Skandal w kościele. Ksiądz agitował za Nawrockim
1 czerwca w Polsce odbędzie się druga tura wyborów prezydenckich. Tymczasem w jednym z kościołów w Małopolsce ksiądz wprost agitował za Karolem Nawrockim, równocześnie krytykując Rafała Trzaskowskiego.
W przyszłą niedzielę (1 czerwca) w Polsce odbędzie się druga tura wyborów prezydenckich - o urząd starają się Rafał Trzaskowski oraz Karol Nawrocki. W tym czasie obowiązywać będzie cisza wyborcza i zakaz jakiejkolwiek agitacji.

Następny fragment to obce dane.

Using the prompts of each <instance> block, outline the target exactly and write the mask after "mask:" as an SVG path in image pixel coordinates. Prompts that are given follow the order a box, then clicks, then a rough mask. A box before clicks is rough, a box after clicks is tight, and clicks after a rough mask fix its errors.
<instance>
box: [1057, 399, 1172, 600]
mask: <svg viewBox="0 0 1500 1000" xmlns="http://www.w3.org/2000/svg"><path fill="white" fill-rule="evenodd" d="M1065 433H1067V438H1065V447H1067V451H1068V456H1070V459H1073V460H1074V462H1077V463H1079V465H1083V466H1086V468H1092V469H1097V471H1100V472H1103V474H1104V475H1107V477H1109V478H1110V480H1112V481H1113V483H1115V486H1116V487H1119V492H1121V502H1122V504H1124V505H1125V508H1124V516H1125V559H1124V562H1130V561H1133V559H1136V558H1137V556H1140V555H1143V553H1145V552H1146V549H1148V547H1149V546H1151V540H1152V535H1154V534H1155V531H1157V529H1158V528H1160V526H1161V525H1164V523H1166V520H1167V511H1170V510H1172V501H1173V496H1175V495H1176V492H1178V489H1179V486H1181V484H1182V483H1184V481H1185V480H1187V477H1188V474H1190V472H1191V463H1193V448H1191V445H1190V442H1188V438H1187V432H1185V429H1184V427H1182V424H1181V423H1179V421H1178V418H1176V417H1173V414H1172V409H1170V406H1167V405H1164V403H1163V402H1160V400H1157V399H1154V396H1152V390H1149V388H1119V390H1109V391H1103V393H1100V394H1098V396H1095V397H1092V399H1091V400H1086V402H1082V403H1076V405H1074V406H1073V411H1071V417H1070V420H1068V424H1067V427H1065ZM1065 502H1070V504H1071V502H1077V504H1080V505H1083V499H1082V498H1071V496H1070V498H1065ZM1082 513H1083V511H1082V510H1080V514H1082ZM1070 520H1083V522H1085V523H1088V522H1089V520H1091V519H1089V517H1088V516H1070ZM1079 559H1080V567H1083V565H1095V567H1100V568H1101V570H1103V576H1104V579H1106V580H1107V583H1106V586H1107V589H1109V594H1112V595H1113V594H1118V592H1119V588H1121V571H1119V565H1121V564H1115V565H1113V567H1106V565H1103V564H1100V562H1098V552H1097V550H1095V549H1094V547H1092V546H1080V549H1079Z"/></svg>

Skandal w kościele. Ksiądz agitował za Nawrockim
Jeden z księży w Szczawie (woj. małopolskie) postanowił wykorzystać ostatnią niedzielę przed wyborami, aby opowiedzieć się za jednym z kandydatów. "W następną niedzielę druga tura wyborów prezydenckich. Chrześcijanin może z czystym sumieniem głosować tylko na kandydata, który nie deklaruje sprzeciwu wobec prawa Bożego. Na podstawie osobistych deklaracji obu kandydatów, jedynym, który spełnia to kryterium, jest Karol Nawrocki" - można było usłyszeć w ogłoszeniach parafialnych w Parafii Rzymskokatolickiej pw. Najświętszego Serca Pana Jezusa w Szczawie.
Dalsza część artykułu pod materiałem wideo
"Pojawił się ten grymas". Ekspert pokazał, co robił Trzaskowski
Równocześnie ksiądz sprzeciwił się kandydaturze Rafała Trzaskowskiego. "Drugi kandydat Rafał Trzaskowski w swoich deklaracjach zdecydowanie sprzeciwia się prawu Bożemu zawartemu w Dekalogu i Objawieniu Bożym m.in. poprzez jawne wspieranie aborcji, czyli zabijania dzieci nienarodzonych oraz związków homoseksualnych" - brzmi dalsza część ogłoszeń parafialnych parafii w Szczawie.
"Pójdźmy do wyborów! Spełnijmy nasz obowiązek chrześcijański i patriotyczny! Niepójście na wybory jest też wyborem. Pamiętajmy, że w tę ważną dziejową chwilę ważą się losy naszej Ojczyzny i Kościoła w Polsce! Za to czy? i jak? zagłosujemy przyjdzie nam zdać sprawę przed Bogiem w godzinę sądu" - w ten sposób kończy się kontrowersyjne ogłoszenie, które opublikowane zostało na stronie internetowej parafii.
Ksiądz miał radę dla Nawrockiego
W styczniu tego roku kontrowersje wywołało wystąpienie innego księdza, który zjawił się na spotkaniu z Karolem Nawrockim w Ciechanowie. Jan Jóźwiak, proboszcz miejscowej parafii, dał kandydatowi popieranemu przez PiS radę co do krytykującego go prof. Antoniego Dudka. – Radzę, żeby mu pan prawy prosty, albo lewy wymierzył, jak pan go spotka – stwierdził. Potem tłumaczył, że była to "przenośnia".